Wszystko, co dobre, wymaga nieco wysiłku, planowania i organizacji.
Podobno najlepszym czworonożnym przyjacielem człowieka jest łóżko. Skoro tak, to najlepszym czworonożnym przyjacielem rodziny jest niewątpliwie stół. Prostokątny, owalny lub okrągły, tak powszedni, że często zapominamy o jego niezwykłej mocy.
Podczas jednej z audycji, do których nas zaproszono, zadzwoniła słuchaczka i opowiedziała o swoim mieszkaniu w czasach PRL-u, z niską ławą przy wersalce, gdzie nie sposób było wspólnie zasiąść do posiłku. Każdy jadł więc, gdzie popadło – ktoś przy ławie, z kolanami pod brodą, ktoś na wersalce, z talerzem na kolanach. Ona sama przeważnie w mikroskopijnej kuchence.
W pewnej chwili dostrzegła, że jej życie rodzinne zmierza do rozpadu: brak wspólnych rozmów, coraz słabsze więzi… Nie wiedząc, co robić, w akcie desperacji wyrzuciła ławę i parę innych gratów, a na to miejsce kupiła duży stół. Zarządziła regularne rodzinne posiłki. Zadziałało, sytuacja się poprawiła. Inna pani wspominała, jak tuż po wojnie siedzieli przy stole, na którym często pojawiał się przysłowiowy chleb ze smalcem popijany kawą zbożową. Ale dotąd czule wspomina te wieczory w blasku naftowej lampy – nie z powodu tego, co na stole, lecz przez to, co działo się wokół niego.
Badania pokazują znaczącą różnicę w liczbie rozwodów, samobójstw i uzależnień wśród młodzieży z rodzin o zbliżonym poziomie wykształcenia i statusie materialnym, które różni jedynie to, że w jednych jadło się jeden wspólny posiłek w ciągu dnia, w drugich zaś nie. Jeszcze kilka lat temu, prowadząc wykłady na ten temat, pytałam: czy centrum waszego życia rodzinnego jest stół czy telewizor?
Teraz atomizacja postąpiła jeszcze dalej. Cytując towarzyszy z minionej epoki: „stanęliśmy nad przepaścią i uczyniliśmy wielki krok naprzód”. Nie ma już nawet rodzinnego gapienia się w telewizor, kłótni o pilota i wybór programu. W wielu domach każdy ze smartfonem w ręku orbituje w swojej własnej galaktyce, mijając się z innymi o lata świetlne, a „głoda zabija” sam, nieraz nie odrywając oczu od ekranu.

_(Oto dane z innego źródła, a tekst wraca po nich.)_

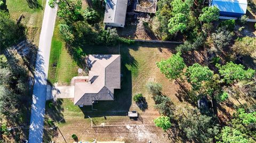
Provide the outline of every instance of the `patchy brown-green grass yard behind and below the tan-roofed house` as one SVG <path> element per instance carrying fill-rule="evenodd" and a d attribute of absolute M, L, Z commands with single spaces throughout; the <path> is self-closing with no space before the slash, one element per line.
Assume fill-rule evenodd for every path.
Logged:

Trzeba przełamać ten fatalny dla całej rodziny schemat, jeśli już w niego wpadliśmy. W tygodniu chociaż jeden posiłek w ciągu dnia, śniadanie lub kolacja, zależnie od możliwości… Nie takich heroicznych wyczynów dokonujemy, gdy naprawdę nam na czymś zależy. W weekendy wszystkie posiłki o stałej porze, dla wszystkich domowników. Okazja do popatrzenia sobie w oczy, dostrzeżenia, kto jest smutny, kto ma kłopoty, opowiedzenia sobie o tym, co wydarzyło się ostatnio, wspólnego śmiechu, rodzinnych opowieści, przekazywania dzieciom postaw i wartości. Jak wszystko, co dobre, wymaga to nieco wysiłku, planowania i organizacji, ale ta inwestycja zwróci się stokrotnie. Warto postawić na rodzinny stół!